# stupid monitors



## soundop (Mar 18, 2006)

our school was doing a talent show with monitors on the stage, unfrotently we have one design flaw the only place where you can plug the monitors in is out of the feed back safe zone, and wee neded our long cords for something else, the way the auditorium is designed is so the speakers in the catwalk over stage face out angled prefectly at the moniters causing feed back form a monitor, is there any way around this without havng to adjust the monitors


----------



## vguard420 (Mar 19, 2006)

if you spent some time with the monitor eq (assuming you have one) you should be able greatly reduce the amount of feedback you getting. if your quick you can catch the feedback before it gets all loud and bad and find the frequency range or ranges that are causing problems and tweek them down til you problem is solved or gets to a point where you can work with it. you can also tweek the eq on the mics to help as well. another fix might just be turing them down a bit so the mics wont pick them up as much


----------



## cutlunch (Mar 19, 2006)

I am slightly confused about where the feedback is getting into your system. I take it you mean the microphones are picking up sound from the stage speakers. Because having the two speakers pointing at each other won't do anything.
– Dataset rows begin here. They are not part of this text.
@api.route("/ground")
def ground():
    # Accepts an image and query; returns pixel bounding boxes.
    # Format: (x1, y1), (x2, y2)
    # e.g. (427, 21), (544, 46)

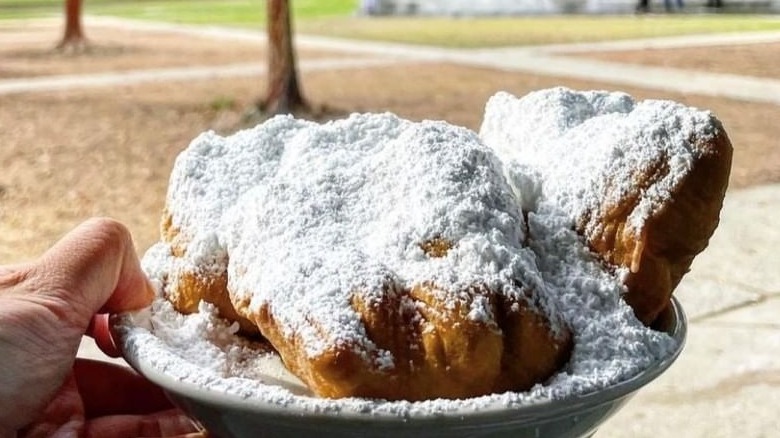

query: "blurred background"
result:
(0, 0), (780, 437)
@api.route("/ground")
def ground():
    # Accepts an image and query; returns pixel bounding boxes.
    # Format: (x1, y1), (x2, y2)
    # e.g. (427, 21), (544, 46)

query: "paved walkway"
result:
(10, 17), (780, 438)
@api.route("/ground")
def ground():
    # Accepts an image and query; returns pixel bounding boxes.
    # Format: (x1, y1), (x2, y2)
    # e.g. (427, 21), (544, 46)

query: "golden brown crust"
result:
(160, 209), (259, 336)
(237, 285), (572, 401)
(579, 125), (732, 325)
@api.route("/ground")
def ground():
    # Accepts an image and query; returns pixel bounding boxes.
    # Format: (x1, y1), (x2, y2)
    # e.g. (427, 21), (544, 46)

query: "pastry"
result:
(480, 88), (732, 325)
(162, 114), (572, 400)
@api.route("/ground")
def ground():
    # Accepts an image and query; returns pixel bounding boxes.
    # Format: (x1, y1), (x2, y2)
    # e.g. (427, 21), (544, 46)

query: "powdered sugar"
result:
(114, 90), (698, 416)
(480, 88), (717, 240)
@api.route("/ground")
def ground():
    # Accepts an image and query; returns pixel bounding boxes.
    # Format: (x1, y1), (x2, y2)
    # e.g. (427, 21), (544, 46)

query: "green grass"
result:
(0, 0), (358, 22)
(0, 0), (780, 47)
(298, 15), (780, 47)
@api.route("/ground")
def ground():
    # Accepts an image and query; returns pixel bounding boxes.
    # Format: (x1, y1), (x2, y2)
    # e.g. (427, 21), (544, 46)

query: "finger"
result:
(73, 358), (173, 418)
(84, 409), (198, 438)
(34, 218), (154, 323)
(86, 313), (122, 357)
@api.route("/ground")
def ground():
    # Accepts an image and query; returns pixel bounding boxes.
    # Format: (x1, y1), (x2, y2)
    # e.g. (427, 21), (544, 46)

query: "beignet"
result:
(480, 88), (732, 325)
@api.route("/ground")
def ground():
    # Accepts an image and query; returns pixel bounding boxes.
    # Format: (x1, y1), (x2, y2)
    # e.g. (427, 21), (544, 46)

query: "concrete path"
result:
(0, 17), (780, 438)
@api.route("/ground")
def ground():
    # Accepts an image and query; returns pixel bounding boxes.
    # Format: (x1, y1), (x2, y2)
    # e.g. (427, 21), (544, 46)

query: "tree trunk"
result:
(57, 0), (86, 50)
(260, 0), (308, 115)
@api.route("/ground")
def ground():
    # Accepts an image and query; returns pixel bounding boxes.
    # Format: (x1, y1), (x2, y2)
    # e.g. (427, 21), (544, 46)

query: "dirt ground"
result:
(0, 25), (348, 79)
(0, 21), (780, 263)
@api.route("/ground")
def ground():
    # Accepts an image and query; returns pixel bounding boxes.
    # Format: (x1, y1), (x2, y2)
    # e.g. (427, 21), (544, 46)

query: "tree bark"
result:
(57, 0), (86, 49)
(260, 0), (308, 115)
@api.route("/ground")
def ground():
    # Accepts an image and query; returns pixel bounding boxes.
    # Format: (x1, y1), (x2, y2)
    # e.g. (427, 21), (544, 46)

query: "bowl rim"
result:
(110, 297), (688, 425)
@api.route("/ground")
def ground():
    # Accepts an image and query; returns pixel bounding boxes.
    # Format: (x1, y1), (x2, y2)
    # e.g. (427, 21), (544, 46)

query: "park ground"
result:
(0, 9), (780, 437)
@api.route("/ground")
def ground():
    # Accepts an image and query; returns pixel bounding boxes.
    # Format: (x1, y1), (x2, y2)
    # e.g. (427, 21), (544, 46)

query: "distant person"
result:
(664, 0), (684, 12)
(636, 0), (650, 14)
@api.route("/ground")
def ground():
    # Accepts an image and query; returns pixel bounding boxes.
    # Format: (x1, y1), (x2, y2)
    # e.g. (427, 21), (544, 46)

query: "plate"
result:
(112, 298), (687, 438)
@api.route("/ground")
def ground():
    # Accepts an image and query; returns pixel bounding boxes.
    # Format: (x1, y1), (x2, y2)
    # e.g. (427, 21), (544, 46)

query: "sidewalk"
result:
(16, 17), (780, 438)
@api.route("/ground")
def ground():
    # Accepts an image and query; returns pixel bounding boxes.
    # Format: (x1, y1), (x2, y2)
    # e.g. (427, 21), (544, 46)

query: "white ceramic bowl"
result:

If this is the case then try re-angling the microphones. Also if the FOH speakers are that far back on the stage do you actually need to use monitors.

Also check the position of the microphones in relation to where the monitors are.


----------



## soundop (Mar 19, 2006)

ok weve triedd that and we dont have a monitor eq but they should be farther up stage rater then on the area where the pit is (we have some stuff over our pit to make more stage area when we dont need the pit) but it is the speakers going into the mics but turning the gain down dosent do any thing, its the people have to stand in one area.


----------



## MircleWorker (Mar 21, 2006)

I know this is Kinda old

To fix that is to move your mics upstage. But, you said that is a problem. so the other solution is to put graphic EQ's on the monitor system. 

use the EQ's on the soundboard, keep in mind that this will effect over all tone quality.


----------



## saxman0317 (Apr 10, 2006)

i try to not mess with moniter EQs unless nessicary because that affects the over all tonality that the preformers are acting at. Its deffinatly a pain as an instrmentalist. But, if you just need to get longer cords, they make 1/4 to 1/4 adapters, sure you going to sacrifice some quality, but its only moniters.


----------